I don't buy that. People tend to think in terms of a dollar amount. If a stock is $40 rather than $400 they just buy ten times as many shares. Letting your stock go up into the hundreds without splitting is just a vanity thing, a PR thing. The behavior you allude to may have some validity with a Berkshire Hathaway share at $100,000 but not something with a share price of $400. The little guy can still buy a single share at $400, unlike $100,000.
... and the day to day operations of the company are directed toward a long-term profit mindset.
This has nothing to do with Apple's share price. It has everything to do with the perspective of management. Apple with a 10:1 split and a share price of $40 rather than the current $400 would be run exactly the same give the leadership of Job's and his hand picked proteges.
When a company is traded constantly and when shareholders are only buying it to look for a short to medium term profit (like a year or two) then they don't are how the company performs down the road, and the board will reflect that, making decisions that make money now but could cost the company everything long term as they didn't invest in the long term.

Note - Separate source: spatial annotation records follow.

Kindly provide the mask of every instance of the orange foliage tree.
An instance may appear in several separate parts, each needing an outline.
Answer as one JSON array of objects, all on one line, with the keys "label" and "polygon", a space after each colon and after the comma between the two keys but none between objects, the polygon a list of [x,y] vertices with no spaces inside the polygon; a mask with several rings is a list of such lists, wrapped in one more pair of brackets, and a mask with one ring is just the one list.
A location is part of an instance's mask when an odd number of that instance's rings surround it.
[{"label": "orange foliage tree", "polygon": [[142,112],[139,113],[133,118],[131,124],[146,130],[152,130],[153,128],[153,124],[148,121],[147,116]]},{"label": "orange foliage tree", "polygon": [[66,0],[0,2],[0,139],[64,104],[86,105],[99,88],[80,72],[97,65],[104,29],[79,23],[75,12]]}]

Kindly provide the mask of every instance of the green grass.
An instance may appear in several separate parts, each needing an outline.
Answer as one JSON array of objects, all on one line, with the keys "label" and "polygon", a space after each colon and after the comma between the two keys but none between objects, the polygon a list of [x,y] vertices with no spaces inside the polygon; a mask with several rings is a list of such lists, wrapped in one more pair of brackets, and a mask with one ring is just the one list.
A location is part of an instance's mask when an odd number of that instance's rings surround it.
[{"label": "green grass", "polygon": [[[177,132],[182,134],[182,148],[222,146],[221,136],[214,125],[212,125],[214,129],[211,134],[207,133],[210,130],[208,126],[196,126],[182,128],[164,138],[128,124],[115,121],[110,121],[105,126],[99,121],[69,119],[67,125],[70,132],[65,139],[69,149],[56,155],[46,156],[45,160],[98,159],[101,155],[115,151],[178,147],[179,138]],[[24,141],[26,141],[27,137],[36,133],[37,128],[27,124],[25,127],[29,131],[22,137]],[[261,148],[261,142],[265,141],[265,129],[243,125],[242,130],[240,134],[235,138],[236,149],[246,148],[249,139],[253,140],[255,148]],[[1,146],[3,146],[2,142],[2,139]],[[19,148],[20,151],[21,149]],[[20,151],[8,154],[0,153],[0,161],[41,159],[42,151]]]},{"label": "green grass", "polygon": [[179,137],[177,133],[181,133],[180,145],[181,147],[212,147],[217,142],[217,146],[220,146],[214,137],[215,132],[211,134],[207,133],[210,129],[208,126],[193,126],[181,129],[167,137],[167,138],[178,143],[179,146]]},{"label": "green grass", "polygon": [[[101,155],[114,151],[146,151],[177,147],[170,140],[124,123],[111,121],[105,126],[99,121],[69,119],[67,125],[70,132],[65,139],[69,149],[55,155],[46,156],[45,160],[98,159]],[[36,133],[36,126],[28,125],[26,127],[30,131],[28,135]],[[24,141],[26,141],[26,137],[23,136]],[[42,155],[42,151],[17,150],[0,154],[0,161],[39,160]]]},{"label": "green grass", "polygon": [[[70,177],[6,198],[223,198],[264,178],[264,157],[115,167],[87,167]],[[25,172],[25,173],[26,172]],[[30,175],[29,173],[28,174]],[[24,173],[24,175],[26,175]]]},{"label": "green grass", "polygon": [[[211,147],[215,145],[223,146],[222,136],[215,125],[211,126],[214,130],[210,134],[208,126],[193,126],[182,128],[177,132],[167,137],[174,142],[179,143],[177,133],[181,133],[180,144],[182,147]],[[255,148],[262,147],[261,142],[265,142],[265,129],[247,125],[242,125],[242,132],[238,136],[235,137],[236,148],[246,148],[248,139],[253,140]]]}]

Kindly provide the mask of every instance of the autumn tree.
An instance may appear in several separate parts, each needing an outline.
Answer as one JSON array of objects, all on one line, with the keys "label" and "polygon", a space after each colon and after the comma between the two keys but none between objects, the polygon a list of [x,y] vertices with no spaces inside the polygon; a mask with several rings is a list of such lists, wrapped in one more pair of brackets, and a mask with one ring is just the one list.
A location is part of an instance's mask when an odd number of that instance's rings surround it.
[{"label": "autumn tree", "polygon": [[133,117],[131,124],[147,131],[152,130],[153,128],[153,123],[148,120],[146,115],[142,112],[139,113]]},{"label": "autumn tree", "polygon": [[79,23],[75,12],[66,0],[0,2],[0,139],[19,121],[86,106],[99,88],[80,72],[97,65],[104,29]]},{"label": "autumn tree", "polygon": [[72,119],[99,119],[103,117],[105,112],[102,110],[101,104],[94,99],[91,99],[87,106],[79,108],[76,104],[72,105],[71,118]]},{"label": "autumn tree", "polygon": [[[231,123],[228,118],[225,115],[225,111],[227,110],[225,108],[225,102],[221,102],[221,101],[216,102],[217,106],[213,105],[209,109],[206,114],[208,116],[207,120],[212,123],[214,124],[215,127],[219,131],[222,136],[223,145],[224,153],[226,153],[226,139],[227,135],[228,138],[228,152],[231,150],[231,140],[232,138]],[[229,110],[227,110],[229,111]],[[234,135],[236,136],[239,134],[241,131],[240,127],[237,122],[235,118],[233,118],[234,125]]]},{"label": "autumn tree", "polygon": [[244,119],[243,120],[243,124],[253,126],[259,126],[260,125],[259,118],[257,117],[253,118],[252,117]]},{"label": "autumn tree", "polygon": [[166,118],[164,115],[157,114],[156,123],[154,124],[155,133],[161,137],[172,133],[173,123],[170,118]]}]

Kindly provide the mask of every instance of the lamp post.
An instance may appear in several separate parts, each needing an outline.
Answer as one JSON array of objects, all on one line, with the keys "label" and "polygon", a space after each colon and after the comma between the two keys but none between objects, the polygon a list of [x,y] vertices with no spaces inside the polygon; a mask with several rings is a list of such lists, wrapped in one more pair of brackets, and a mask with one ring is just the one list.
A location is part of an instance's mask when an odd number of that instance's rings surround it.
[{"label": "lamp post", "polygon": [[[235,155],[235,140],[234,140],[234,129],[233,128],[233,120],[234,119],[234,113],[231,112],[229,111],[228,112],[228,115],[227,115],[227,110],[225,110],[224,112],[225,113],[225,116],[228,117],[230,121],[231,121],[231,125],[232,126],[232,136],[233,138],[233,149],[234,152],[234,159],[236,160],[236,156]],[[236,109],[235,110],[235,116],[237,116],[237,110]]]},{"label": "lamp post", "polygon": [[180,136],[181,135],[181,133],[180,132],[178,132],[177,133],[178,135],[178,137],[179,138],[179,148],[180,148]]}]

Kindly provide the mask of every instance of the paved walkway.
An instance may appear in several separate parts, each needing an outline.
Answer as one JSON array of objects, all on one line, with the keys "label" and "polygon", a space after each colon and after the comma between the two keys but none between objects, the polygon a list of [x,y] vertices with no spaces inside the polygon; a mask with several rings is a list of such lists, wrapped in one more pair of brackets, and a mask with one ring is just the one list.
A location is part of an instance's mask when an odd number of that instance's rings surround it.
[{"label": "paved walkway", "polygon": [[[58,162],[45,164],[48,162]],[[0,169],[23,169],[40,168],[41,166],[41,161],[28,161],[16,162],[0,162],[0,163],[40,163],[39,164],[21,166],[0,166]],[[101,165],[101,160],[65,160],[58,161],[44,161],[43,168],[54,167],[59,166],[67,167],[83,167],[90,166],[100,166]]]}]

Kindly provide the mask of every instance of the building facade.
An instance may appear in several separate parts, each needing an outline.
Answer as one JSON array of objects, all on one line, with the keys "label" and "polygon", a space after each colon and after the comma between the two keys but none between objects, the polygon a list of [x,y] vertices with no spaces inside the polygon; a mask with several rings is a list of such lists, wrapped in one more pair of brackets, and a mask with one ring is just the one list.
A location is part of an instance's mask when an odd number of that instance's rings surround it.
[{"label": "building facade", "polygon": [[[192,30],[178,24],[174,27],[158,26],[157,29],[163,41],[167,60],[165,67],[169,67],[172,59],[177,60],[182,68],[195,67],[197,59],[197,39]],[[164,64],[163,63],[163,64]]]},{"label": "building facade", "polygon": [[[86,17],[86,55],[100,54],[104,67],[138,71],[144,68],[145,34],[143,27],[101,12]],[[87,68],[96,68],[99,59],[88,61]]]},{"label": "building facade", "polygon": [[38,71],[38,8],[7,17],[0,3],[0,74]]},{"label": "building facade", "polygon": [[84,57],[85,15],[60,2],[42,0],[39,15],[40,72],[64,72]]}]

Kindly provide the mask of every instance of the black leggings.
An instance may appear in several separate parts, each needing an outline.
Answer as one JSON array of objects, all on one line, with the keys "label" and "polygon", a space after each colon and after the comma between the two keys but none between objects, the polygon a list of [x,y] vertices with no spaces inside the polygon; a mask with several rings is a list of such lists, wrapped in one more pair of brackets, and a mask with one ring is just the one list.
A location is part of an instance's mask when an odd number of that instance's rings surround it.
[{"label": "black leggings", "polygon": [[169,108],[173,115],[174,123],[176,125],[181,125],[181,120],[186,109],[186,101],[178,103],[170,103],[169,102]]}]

Even with Apple's high share prices of recent years people are not holding onto Apple shares. It is constantly being bought and sold depending upon the news of the day (especially Apple news events - Apple shares are notorious for this), people's perception of whether Apple is currently at a local minima or maxima, etc. Those that are holding on to Apple are doing so because of the expectation of revenue growth as the expected new products and services are rolled out. Again, "holding on" is not tied to the calendar as you suggest, rather news and expectations, for example sales look to be on track through the end of the year.
Sure, their income is higher than historical rates - that in no way precludes their income going even higher. Remember that they're doing this in a recession - when we come out of this recession in 2 or 4 or 8 years, who knows how much money people will throw to get the latest iphone and/or ipad?
Investors are simply betting on that eventuality. Of course, if that was a certainty, the price would no doubt be even higher than it is.
My point is, it's ridiculous to say they're overvalued by a factor of 30, but even to say that they're overvalued by 20-30% is just an opinion. You could be wrong, you could be right. If you're so sure about the overvaluation, feel free to short the stock and make tons of money when it tumbles.
The stock is worth exactly what people are willing to pay for it at any given moment. No more, no less. I seem to recall a lot of people calling Google overvalued by rather large numbers when it first went public, too.
I've learned that they're worthless, so I don't read AC comments anymore.